* Re: BUG: Bad page map in process/Bad Swap file entry, RPI CM4 on clone syscall
[not found] ` <ef144edd-facb-b49e-4482-74f4b42b1ad1@online.de>
@ 2022-08-18 17:14 ` Max Schulze
2022-08-24 15:30 ` Will Deacon
0 siblings, 1 reply; 3+ messages in thread
From: Max Schulze @ 2022-08-18 17:14 UTC (permalink / raw)
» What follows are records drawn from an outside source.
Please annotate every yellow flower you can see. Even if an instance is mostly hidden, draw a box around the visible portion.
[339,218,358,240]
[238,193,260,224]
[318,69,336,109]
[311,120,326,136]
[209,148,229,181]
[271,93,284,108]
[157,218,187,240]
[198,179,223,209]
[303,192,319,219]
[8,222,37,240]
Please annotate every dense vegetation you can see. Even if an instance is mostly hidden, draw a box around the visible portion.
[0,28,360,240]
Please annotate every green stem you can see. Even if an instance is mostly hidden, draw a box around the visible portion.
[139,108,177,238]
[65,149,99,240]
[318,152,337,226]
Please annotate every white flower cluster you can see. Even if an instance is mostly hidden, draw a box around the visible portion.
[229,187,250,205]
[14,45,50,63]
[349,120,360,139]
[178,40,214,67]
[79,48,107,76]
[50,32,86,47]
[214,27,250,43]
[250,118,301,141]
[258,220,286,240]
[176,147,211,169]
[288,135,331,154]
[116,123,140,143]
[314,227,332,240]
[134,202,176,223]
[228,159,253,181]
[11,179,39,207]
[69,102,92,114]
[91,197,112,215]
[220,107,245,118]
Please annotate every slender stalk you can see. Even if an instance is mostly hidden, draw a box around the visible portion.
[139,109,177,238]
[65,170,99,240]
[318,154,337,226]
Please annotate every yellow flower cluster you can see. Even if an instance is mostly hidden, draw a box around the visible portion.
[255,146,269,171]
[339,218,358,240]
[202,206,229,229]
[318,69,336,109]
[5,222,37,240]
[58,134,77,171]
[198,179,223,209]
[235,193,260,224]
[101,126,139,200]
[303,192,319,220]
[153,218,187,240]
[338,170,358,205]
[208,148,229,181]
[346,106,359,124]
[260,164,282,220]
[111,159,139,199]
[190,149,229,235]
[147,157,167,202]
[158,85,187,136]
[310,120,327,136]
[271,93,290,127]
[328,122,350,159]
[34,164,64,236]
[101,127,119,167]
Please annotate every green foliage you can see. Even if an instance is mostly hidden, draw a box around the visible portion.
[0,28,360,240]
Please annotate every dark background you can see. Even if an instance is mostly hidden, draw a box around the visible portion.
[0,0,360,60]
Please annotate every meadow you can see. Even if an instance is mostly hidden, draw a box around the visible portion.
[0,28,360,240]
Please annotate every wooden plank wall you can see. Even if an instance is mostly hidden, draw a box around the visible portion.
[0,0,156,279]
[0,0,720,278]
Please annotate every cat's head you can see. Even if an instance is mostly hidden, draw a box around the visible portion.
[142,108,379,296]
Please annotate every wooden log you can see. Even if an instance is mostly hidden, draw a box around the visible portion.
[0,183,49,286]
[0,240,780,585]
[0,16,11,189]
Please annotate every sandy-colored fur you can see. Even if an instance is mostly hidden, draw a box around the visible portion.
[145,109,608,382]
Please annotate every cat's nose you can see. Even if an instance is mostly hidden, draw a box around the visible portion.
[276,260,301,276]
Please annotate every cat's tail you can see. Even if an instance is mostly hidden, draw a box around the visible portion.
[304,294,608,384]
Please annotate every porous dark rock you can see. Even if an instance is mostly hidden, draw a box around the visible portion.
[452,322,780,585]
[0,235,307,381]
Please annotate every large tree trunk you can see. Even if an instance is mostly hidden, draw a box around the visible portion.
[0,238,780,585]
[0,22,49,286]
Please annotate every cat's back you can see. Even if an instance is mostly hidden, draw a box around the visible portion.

To: Will Deacon; +Cc: linux-arm-kernel, catalin.marinas, naush, linux-mm, akpm
Hello,
> On 15.08.22 16:22, Will Deacon wrote:
>>
>>>
[...]
>>>
>>>
>>> [20:47:09] IPv6: ADDRCONF(NETDEV_CHANGE): eth0: link becomes ready
>>> [20:48:46] BUG: Bad page map in process projecta pte:1110111111111111 pmd:800000001c40003
>>> [20:48:46] addr:0000007fa1c00000 vm_flags:00100073 anon_vma:ffffff805bf80d08 mapping:0000000000000000 index:7fa1c00
>>> [20:48:46] file:(null) fault:0x0 mmap:0x0 read_folio:0x0
>
>> I hate to say it, but this all looks like memory corruption hitting the
>> page table and possibly the 'struct page' array to me :/
>
> Perhaps a note on the occcurence: across devices, the "bad page map" differs at pte, but somehow is mostly consistent at pmd:800000001c40003 (though I have seen 800000001c02003 and 800000001c40003). Is this some "magic value"? Because when not, I think it would be highly unlikely to be the hardware.
>
> It is not only my program that has the problem, I have seen
>
> [Sun Aug 14 17:30:38 2022] BUG: Bad page map in process llvmpipe-3 pte:262d2626292a2627 pmd:800000001c01003
>
> and
> [Sat Aug 13 11:53:43 2022] BUG: Bad page map in process Xorg:disk$1 pte:a098a09aa29ea8a4 pmd:800000001c01003
> [Sat Aug 13 11:53:43 2022] addr:00000055a961e000 vm_flags:200100073 anon_vma:ffffff804c07d8f8 mapping:0000000000000000 index:55a961e
> [Sat Aug 13 11:53:43 2022] file:(null) fault:0x0 mmap:0x0 read_folio:0x0
>
>
[..]
I am able to reproduce this on 6.0.0-rc1 .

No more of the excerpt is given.